Wcs mismatch in `forcedPhotCoadd.py`


(Jcoupon) #1

I’m trying to re-run the multiband process on existing HSC bands (no emulated data), but I get the following error:

Traceback (most recent call last):
  File "/Users/coupon/local/source/hscPipe6/stack/miniconda3-4.3.21-10a4fa6/DarwinX86/pipe_base/6.0-hsc+2/python/lsst/pipe/base/cmdLineTask.py", line 408, in __call__
    result = task.run(dataRef, **kwargs)
  File "/Users/coupon/local/source/hscPipe6/stack/miniconda3-4.3.21-10a4fa6/DarwinX86/meas_base/6.2-hsc+1/python/lsst/meas/base/forcedPhotImage.py", line 164, in run
    self.measurement.run(measCat, exposure, refCat, refWcs, exposureId=self.getExposureId(dataRef))
  File "/Users/coupon/local/source/hscPipe6/stack/miniconda3-4.3.21-10a4fa6/DarwinX86/meas_base/6.2-hsc+1/python/lsst/meas/base/forcedMeasurement.py", line 356, in run
    beginOrder=beginOrder, endOrder=endOrder)
  File "/Users/coupon/local/source/hscPipe6/stack/miniconda3-4.3.21-10a4fa6/DarwinX86/meas_base/6.2-hsc+1/python/lsst/meas/base/baseMeasurement.py", line 282, in callMeasure
    self.doMeasurement(plugin, measRecord, *args, **kwds)
  File "/Users/coupon/local/source/hscPipe6/stack/miniconda3-4.3.21-10a4fa6/DarwinX86/meas_base/6.2-hsc+1/python/lsst/meas/base/baseMeasurement.py", line 301, in doMeasurement
    plugin.measure(measRecord, *args, **kwds)
  File "/Users/coupon/local/source/hscPipe6/stack/miniconda3-4.3.21-10a4fa6/DarwinX86/meas_modelfit/6.0b6-hsc+6/python/lsst/meas/modelfit/cmodel/cmodelContinued.py", line 106, in measure
    "CModel forced measurement currently requires the measurement image to have the same"
lsst.pex.exceptions.wrappers.FatalAlgorithmError: CModel forced measurement currently requires the measurement image to have the same Wcs as the reference catalog (this is a temporary limitation).

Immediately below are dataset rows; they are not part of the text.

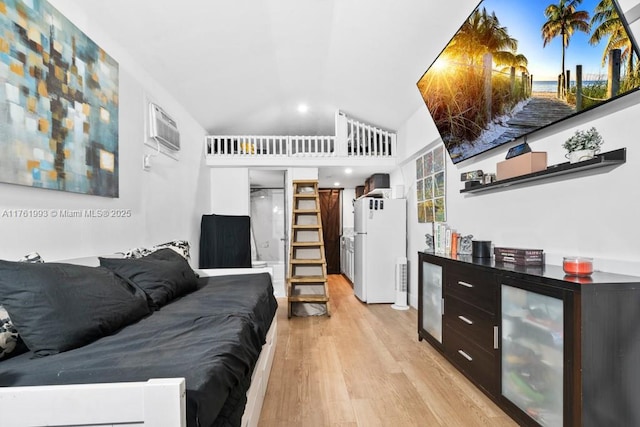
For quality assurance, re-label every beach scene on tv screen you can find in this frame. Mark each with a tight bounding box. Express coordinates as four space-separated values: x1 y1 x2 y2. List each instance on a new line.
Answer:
418 0 640 163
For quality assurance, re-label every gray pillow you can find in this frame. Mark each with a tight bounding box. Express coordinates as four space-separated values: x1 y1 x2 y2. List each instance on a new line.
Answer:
0 260 149 356
0 305 18 359
100 248 198 310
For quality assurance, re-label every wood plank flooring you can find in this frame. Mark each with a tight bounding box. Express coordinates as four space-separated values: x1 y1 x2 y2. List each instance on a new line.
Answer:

the Wcs test (between the “reference” dataId and the actual exposure) is made on the Wcs object (but not value) , and the error probably originates from a mismatch between the Wcs that was recorded in the exposure during the HSC data processing and the Wcs taken from skyMap.pickle.

Don’t we want to compare the Wcs values instead? How can I fix it?


(Jim Bosch) #2

I heard from @natelust recently that @jeffcarlin encountered the same problem, so I think you must have stumbled on a new bug (could this be in the RingsSkyMap changes, @price?).

Could you let us know the tract/patch you’re working with and anything else we could use to try to reproduce?


(Jeff Carlin) #3

Indeed, that’s the same issue I’m having. I’m re-running my processing serially so I can figure out which patch it’s failing on. Will let you know when I come across it…


(Paul Price) #4

The RingsSkyMap bug is outlined here.

I think that the skymap changes shouldn’t affect the Wcs at all, but I’m not sure how the Wcses are compared.


(Jcoupon) #5

tract 8524 and patch 5,5 of the HSC-SSP sky map.

The comparison is made using the “==” operator: https://github.com/lsst/meas_modelfit/blob/c37dbc231404a72790a32a79ddd39442533e490f/python/lsst/meas/modelfit/cmodel/cmodelContinued.py#L104

Could it be that the tracts got reorganised in memory after correcting the “missing tract” bug (?).


(Paul Price) #6

The tracts are only renumbered if you’re using the new version of the RingsSkyMap, but you should be using the same version as before. And tract=8524 isn’t near the RA=0 boundary, is it? In any case, I don’t think the numbering has anything to do with the Wcs that’s used.

One way to settle this would be to use a version of hscPipe from before the skymap bug was fixed, and see if that solves the problem.


(Jcoupon) #7

8524 is at ~ 02h.

I have hscPipe v 6.5.1 installed, so I can rerun it with that version but that’s pretty much all I can do at the moment.


(Jcoupon) #8

OK - same problem with hscPipe 6.5.1… which is weird because if I read your e-mails, this version did not include the bug fix. So it could be something different. Here is what I run:

  multiBandDriver.py $ROOTDIR --rerun=multiband \
    --id tract=8524 patch=5,5 filter=HSC-R^HSC-I  \
    --clobber-config --no-versions \
    --nodes 1 --procs 1 --do-exec \
    --config measureCoaddSources.doPropagateFlags=False

with the data provided by NAOJ (which do not include single visits, hence the doPropagateFlags=False.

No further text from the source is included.